TEACHING THE BICENTENNIAL: Tucker to train teachers for state’s 200th anniversary

Published 1:25 am Saturday, April 1, 2017

The Alabama Bicentennial Commission has chosen an Andalusia Elementary School teacher as one of 12 master teachers.

Jessica Tucker

Jessica Tucker, a fifth grade teacher at AES, and 11 of her colleagues will lead Bicentennial Professional Development Institutes for third through fifth grade teachers from across the state over the next three summers.

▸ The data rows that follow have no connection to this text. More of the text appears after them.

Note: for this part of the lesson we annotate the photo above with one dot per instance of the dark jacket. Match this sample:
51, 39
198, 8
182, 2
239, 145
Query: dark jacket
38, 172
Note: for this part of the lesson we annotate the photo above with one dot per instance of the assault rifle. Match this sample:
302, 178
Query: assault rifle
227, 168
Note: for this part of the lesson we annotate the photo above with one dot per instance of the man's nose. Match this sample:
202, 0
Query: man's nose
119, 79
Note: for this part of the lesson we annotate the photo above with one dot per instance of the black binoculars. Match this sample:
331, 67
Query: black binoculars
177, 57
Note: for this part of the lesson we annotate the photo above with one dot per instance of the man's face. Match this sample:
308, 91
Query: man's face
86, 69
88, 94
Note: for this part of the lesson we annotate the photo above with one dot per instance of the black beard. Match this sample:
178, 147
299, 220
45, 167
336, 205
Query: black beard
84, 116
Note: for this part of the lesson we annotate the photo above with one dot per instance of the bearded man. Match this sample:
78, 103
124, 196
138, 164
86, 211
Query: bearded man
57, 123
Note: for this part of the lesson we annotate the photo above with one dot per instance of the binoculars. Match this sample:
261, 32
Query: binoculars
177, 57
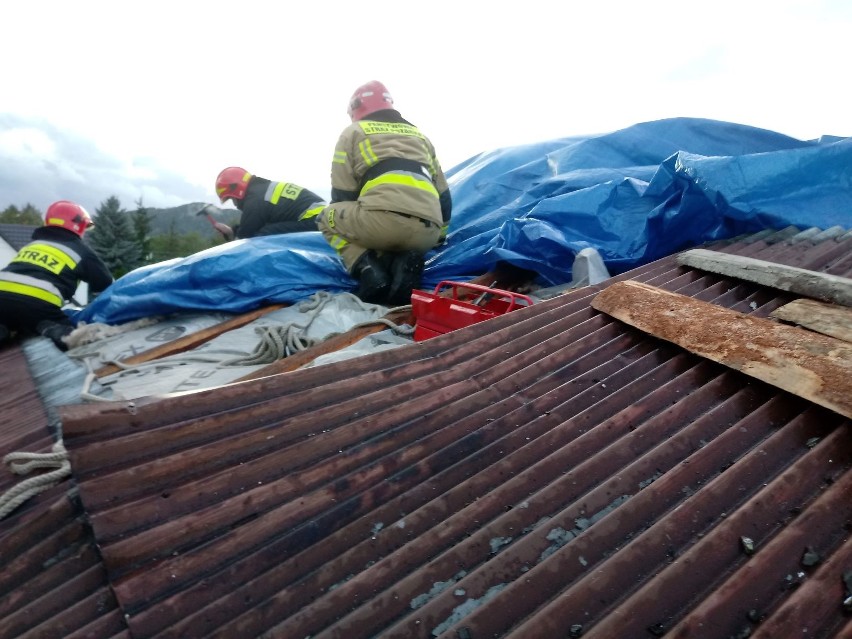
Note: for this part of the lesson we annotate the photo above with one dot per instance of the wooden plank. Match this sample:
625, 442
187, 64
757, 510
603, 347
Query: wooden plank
810, 365
188, 342
828, 319
822, 286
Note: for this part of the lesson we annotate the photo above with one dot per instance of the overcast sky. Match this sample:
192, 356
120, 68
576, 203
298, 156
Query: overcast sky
151, 99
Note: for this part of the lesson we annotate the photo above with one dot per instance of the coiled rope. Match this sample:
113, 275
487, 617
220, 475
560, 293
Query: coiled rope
23, 463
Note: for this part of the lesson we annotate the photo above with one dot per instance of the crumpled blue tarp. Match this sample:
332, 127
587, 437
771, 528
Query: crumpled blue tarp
635, 195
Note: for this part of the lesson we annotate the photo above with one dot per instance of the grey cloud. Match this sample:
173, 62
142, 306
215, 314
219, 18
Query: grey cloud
79, 171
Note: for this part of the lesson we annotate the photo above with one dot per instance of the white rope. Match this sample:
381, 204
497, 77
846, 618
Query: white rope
23, 463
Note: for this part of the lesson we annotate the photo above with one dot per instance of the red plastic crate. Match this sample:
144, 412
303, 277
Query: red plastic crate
437, 314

Tucker, who teaches English language arts and U.S. history, said after teaching history to fifth graders for 13 years, she has become more interested in state history. AES principal Alane Brunson asked Tucker to consider participating in the Bicentennial Comission’s project.

“It sounded like something I would be interested in, and I loved it,” she said.

She and her colleagues spent five days in Montgomery last summer, studying and experiencing Alabama history, including visits to the Rosa Parks Museum, Ft. Toulouse, and the Freedom Riders Museum.

“It helped us learn the history of the state and the resources we have available,” she said.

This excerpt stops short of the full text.